How to parse the response?

The response from the server will be in the same exact order as the batch request.  For example, if a batch request contained the following…

Batch request

  1. ChangeSetA
  2. Query operation
  3. Query operation
  4. ChangeSetB
  5. Query operation
  6. ChangeSetC
  7. ChangeSetD

Then the response will also be in the same order…

  1. ChangeSetA
  2. Query operation
  3. Query operation
  4. ChangeSetB
  5. Query operation
  6. ChangeSetC
  7. ChangeSetD

However, the operations within a ChangeSet may not be in the same order.

Simply iterate through the response collection.  For each item, check if it is a ChangeSet or a Query operation.

If it’s a ChangeSet


A ChangeSet has 1 or more operations inside of it.  So iterate through the ChangeSet to find the response for each operation.
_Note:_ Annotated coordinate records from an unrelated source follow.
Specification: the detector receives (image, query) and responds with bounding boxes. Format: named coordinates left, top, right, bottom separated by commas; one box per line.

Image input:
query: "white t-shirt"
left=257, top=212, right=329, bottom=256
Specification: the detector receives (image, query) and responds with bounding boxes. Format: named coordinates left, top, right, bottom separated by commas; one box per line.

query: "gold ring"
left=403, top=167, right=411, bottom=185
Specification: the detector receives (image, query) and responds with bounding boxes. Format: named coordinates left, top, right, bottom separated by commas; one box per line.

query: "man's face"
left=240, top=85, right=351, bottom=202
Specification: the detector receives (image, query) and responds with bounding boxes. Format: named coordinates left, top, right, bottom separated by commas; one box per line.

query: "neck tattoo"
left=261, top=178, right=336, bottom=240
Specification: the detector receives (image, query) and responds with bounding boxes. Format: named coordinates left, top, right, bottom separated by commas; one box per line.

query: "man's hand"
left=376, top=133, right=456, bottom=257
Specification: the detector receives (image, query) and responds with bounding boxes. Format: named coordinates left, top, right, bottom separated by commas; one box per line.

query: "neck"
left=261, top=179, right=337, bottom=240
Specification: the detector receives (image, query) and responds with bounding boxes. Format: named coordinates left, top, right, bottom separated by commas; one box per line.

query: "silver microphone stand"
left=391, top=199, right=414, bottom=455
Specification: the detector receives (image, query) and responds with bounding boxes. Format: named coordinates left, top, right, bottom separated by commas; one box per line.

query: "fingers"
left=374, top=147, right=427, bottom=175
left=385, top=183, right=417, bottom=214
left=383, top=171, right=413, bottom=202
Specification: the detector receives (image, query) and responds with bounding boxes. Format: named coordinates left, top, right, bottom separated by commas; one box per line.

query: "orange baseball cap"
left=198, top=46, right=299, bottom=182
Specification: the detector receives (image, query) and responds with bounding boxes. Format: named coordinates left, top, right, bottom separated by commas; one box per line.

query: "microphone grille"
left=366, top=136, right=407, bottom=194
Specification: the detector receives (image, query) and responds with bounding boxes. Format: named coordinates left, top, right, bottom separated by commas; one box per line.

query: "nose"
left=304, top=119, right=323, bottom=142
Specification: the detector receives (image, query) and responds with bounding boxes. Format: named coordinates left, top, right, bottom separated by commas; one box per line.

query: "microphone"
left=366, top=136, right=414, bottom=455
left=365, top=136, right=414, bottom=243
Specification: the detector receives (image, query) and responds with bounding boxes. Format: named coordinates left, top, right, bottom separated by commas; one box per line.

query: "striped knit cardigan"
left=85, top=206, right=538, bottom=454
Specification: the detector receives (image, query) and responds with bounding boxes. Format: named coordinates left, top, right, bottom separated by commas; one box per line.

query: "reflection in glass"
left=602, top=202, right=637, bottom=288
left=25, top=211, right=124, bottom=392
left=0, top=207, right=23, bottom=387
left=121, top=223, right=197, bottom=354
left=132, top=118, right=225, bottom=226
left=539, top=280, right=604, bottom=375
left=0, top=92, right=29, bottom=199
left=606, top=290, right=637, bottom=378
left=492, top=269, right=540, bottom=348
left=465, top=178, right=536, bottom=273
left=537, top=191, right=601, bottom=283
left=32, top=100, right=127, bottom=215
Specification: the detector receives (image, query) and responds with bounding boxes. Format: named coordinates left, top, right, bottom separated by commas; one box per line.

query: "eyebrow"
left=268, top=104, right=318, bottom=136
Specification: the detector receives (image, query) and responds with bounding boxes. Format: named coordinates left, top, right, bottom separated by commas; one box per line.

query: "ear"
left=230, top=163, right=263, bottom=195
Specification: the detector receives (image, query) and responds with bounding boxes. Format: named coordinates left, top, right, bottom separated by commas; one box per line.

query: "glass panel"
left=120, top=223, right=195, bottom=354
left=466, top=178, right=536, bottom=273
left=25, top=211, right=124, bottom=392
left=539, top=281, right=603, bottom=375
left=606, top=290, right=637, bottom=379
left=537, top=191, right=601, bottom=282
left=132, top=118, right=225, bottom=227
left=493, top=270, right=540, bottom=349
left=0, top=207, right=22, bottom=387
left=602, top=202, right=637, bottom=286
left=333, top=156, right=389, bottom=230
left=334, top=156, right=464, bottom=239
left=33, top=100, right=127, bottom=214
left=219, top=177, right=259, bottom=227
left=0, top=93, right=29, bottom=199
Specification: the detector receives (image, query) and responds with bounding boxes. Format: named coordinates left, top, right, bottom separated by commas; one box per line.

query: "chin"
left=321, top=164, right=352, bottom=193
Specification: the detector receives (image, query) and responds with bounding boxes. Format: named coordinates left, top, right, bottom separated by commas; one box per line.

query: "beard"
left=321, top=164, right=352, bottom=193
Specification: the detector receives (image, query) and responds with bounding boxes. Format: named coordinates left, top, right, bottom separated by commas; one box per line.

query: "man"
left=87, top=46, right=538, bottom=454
if (item is IODataResponseChangeSet)

{

   foreach (var element in ((ODataResponseChangeSet)item).Responses)

   {

      BatchRequestItems.Add(“ODataResponseChangeSet Status Code: “ + element.Headers[“http.code”].ElementAt(0));

   }

}

The batch response is parsed.  The first check is to determine if the item in the response list is a ChangeSet.  If it is a ChangeSet, then the results for the various operations inside a ChangeSet are enumerated and the HTTP status code is displayed to the end user.

If it’s a Query operation


If it’s a Query operation, simply check the status of the response code…

else if (item is IODataResponseSingle)

{

   var response = (ODataResponseSingle)item;

   this.EntityList.Add((SAP.Data.OData.Online.ODataEntity)(response).Payload);

                   

   BatchRequestItems.Add(“ODataResponseSingle Status Code: “ + response.Headers[“http.code”].ElementAt(0));

}

The batch response is parsed.  The second check is to determine if the item in the response list is a Query operation. If it is a Query operation, then the payload of the READ operation is added to the EntityList.  Also, the HTTP status code is displayed to the end user.

Ok, that concludes the blog on batch processing.  See you at the next blog.